Si l’on peut comprendre que tout individu aspire à être le plus longtemps possible en bonne santé, alerte et dynamique, on peut s’interroger sur l’obsession de vouloir rester jeune à tout prix au niveau des apparences physiques, non sans avoir parfois recours à la chirurgie esthétique ou autre subterfuge destiné à masquer le passage du temps. Outre qu’elle est sclérosante, une telle obsession traduit le plus souvent un profond mal-être intérieur, et elle est d’autant plus vaine que tout « rajeunissement » ne peut être que provisoire, de sorte que l’on doit accepter tôt ou tard les effets du vieillissement.

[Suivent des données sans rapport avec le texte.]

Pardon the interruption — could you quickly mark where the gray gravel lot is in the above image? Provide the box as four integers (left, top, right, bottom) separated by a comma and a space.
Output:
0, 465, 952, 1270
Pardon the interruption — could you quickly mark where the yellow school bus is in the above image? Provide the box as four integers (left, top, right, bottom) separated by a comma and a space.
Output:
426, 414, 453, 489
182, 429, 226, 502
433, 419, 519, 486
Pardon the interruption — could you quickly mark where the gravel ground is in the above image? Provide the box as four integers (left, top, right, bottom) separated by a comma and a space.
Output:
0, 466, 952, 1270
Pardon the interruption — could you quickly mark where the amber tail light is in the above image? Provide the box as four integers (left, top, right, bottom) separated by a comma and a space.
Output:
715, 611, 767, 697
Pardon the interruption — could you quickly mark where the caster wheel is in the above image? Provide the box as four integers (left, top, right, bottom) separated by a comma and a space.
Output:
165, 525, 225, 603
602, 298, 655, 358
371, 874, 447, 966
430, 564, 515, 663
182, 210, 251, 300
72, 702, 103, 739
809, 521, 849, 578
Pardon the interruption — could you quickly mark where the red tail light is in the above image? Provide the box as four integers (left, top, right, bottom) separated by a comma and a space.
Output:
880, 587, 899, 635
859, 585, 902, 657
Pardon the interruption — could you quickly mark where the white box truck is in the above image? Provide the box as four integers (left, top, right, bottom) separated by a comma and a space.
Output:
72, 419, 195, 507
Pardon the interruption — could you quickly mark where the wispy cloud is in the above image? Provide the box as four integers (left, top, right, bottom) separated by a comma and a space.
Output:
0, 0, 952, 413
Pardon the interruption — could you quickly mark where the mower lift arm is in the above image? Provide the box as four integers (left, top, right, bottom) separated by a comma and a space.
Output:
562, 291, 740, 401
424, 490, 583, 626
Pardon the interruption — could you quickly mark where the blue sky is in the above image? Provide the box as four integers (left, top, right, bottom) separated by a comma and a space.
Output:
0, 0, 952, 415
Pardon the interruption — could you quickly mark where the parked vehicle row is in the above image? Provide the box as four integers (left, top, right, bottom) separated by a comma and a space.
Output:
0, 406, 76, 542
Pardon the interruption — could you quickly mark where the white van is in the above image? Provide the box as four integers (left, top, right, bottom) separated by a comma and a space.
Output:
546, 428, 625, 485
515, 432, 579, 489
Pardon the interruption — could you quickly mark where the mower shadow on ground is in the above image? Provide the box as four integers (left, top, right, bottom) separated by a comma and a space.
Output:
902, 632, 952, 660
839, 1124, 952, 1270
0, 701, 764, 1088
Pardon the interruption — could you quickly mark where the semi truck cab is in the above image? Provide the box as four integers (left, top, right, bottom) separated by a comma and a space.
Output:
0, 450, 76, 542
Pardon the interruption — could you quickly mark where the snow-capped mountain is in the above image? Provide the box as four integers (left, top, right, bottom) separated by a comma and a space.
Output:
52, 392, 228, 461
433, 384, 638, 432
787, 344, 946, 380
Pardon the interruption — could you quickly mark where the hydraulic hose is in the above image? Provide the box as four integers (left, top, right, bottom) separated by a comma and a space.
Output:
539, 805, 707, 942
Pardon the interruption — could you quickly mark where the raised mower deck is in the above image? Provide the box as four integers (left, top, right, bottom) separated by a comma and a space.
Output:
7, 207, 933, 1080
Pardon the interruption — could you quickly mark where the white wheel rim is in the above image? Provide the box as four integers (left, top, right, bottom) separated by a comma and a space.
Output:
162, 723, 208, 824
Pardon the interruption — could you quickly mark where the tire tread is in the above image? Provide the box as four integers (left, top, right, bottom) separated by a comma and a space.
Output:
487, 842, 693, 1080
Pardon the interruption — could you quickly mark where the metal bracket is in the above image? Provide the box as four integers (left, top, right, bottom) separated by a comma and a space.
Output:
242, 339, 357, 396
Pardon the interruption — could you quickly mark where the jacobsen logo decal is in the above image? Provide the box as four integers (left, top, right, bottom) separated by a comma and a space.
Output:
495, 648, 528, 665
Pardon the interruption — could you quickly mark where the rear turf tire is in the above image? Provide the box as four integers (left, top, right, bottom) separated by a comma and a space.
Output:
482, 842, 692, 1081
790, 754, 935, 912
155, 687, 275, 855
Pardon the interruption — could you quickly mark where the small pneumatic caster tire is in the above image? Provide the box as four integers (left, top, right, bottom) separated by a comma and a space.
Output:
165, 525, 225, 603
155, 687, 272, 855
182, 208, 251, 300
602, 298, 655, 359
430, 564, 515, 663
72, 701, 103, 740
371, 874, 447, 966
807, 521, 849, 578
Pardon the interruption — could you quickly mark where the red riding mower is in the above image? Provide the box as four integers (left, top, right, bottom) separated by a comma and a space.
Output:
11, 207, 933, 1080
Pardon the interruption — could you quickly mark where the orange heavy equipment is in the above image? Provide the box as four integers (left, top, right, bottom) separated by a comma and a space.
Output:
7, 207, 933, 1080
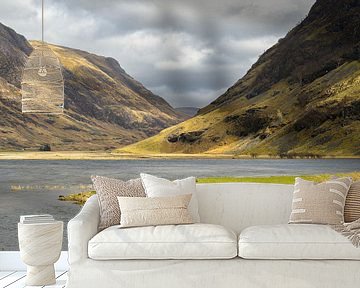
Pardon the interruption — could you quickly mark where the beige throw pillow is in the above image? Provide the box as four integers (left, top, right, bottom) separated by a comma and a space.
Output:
344, 181, 360, 223
289, 177, 352, 225
118, 194, 193, 228
91, 176, 146, 229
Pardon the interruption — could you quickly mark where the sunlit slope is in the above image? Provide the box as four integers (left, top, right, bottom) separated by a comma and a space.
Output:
118, 61, 360, 156
0, 24, 184, 151
117, 0, 360, 156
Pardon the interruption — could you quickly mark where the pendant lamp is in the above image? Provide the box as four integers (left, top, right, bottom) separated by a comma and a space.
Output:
21, 0, 64, 114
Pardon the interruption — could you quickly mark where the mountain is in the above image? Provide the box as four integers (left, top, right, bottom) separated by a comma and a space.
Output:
175, 107, 200, 118
119, 0, 360, 157
0, 24, 185, 150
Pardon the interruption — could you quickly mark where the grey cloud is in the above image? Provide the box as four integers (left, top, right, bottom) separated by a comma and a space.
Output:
0, 0, 315, 107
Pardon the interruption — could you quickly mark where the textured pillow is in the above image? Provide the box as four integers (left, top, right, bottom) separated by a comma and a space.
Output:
140, 173, 200, 223
289, 177, 352, 225
344, 181, 360, 223
91, 176, 146, 229
118, 194, 193, 228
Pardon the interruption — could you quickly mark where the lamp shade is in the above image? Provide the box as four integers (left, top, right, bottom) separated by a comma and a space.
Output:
21, 44, 64, 114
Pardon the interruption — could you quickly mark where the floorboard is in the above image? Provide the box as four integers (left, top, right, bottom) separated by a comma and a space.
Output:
0, 271, 26, 288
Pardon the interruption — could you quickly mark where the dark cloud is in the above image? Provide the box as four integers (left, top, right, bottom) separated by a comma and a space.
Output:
0, 0, 315, 106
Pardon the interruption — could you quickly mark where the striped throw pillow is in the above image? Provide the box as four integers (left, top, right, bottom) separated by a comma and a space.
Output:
289, 177, 352, 225
344, 181, 360, 223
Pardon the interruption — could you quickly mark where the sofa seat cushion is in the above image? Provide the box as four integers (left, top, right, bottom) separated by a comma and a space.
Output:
88, 223, 237, 260
239, 224, 360, 260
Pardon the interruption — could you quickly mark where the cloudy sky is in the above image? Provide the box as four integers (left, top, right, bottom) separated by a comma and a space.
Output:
0, 0, 315, 107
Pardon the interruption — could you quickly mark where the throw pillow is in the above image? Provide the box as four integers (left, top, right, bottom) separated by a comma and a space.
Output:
91, 176, 146, 229
344, 181, 360, 223
140, 173, 200, 223
289, 177, 352, 225
118, 194, 193, 228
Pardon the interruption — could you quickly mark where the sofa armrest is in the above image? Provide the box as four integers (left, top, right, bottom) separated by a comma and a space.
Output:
67, 195, 100, 264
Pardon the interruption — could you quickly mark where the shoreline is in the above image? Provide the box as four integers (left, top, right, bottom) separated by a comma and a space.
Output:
0, 151, 360, 161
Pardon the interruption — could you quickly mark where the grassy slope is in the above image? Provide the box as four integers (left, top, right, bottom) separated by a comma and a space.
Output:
117, 61, 360, 156
0, 41, 183, 151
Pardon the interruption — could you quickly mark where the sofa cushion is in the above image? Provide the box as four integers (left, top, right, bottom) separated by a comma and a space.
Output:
88, 223, 237, 260
140, 173, 200, 223
239, 224, 360, 260
118, 194, 194, 228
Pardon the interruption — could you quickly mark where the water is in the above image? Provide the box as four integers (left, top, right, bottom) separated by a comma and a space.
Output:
0, 159, 360, 251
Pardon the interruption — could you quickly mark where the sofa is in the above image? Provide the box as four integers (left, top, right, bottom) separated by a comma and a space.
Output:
66, 183, 360, 288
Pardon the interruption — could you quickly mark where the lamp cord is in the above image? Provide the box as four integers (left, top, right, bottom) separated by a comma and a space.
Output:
41, 0, 44, 44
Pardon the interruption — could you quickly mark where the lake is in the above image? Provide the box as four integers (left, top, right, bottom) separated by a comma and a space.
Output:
0, 159, 360, 251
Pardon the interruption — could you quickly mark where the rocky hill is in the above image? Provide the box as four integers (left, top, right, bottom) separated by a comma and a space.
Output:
121, 0, 360, 157
0, 24, 186, 150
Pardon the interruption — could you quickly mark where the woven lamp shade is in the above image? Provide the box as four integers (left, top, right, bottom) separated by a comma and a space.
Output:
21, 44, 64, 114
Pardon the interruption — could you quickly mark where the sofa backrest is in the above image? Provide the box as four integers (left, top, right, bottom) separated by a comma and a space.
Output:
197, 183, 294, 233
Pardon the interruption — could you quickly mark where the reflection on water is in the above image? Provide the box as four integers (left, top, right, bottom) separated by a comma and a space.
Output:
0, 159, 360, 250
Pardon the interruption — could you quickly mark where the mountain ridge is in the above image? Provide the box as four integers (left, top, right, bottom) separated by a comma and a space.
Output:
0, 24, 185, 150
117, 0, 360, 157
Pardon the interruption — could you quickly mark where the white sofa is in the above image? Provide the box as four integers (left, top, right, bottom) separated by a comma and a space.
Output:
66, 183, 360, 288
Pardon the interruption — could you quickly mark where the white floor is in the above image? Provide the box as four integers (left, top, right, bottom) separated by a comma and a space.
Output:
0, 271, 66, 288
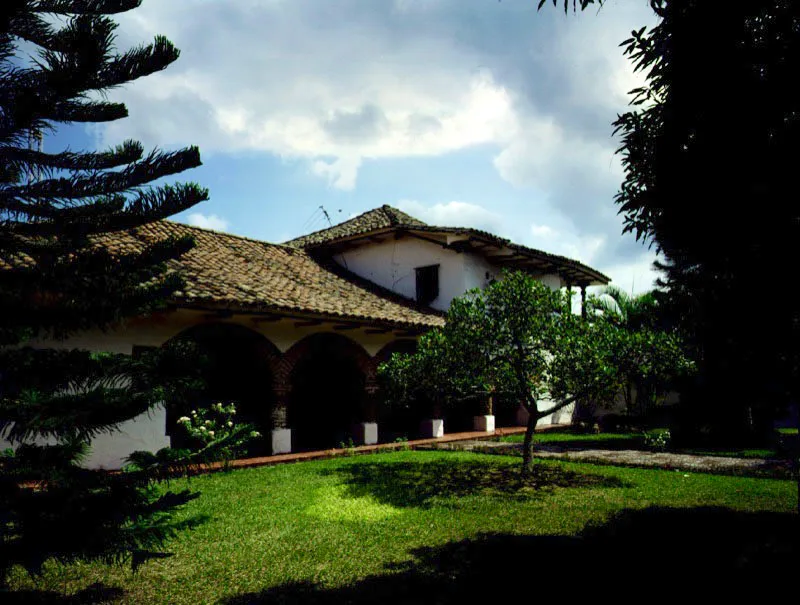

S’il y a des personnes qui refusent obstinément de vieillir, il faut reconnaître que la société actuelle cultive le jeunisme, au point qu’il est devenu un vecteur de sélection dans de nombreux domaines. On peut même dire qu’il fait désormais partie des facteurs de discrimination, notamment pour exercer ou continuer à exercer certaines professions. Cette dérive est le reflet du culte des apparences, lequel fait partie des « valeurs » matérialistes qui n’ont cessé de se développer au cours des dernières décennies. En tant que tel, il sert de fondement à tout un système économique qui n’a de cesse que de l’entretenir pour des raisons purement financières.
De mon point de vue, le jeunisme n’est pas seulement une dérive matérialiste contraire au bon sens et au déroulement naturel de la vie. Il est également une insulte à la jeunesse elle-même. Je veux dire en cela que ceux qui s’y livrent et l’entretiennent s’illusionnent, car les jeunes ne sont pas dupes. La plupart d’entre eux trouvent pathétiques et même ridicules les efforts que certains font pour « parler jeune », « danser jeune », et d’une manière générale « paraître jeune ». Il serait tellement plus simple et tellement plus enrichissant que chaque génération exprime et assume les caractéristiques qui lui sont propres.
Ce n’est pas dans la forme que l’on peut et que l’on doit s’évertuer à rester jeune, mais dans le fond. Autrement dit, nous devons accepter avec philosophie le vieillissement de notre corps physique (tout en nous efforçant de le maintenir en bonne santé), et entretenir la jeunesse de notre esprit. Comment ? En restant en phase avec notre époque sans pour autant en accepter les dérives, en restant ouverts à la nouveauté sans nous sentir obligés d’y adhérer, en privilégiant les échanges entre générations, en cultivant l’aptitude à nous émerveiller, etc. Lorsqu’elle n’est plus l’apanage du corps, la jeunesse est donc un état d’esprit, alors que le jeunisme est une posture qui tient autant de la mode que de l’opportunisme.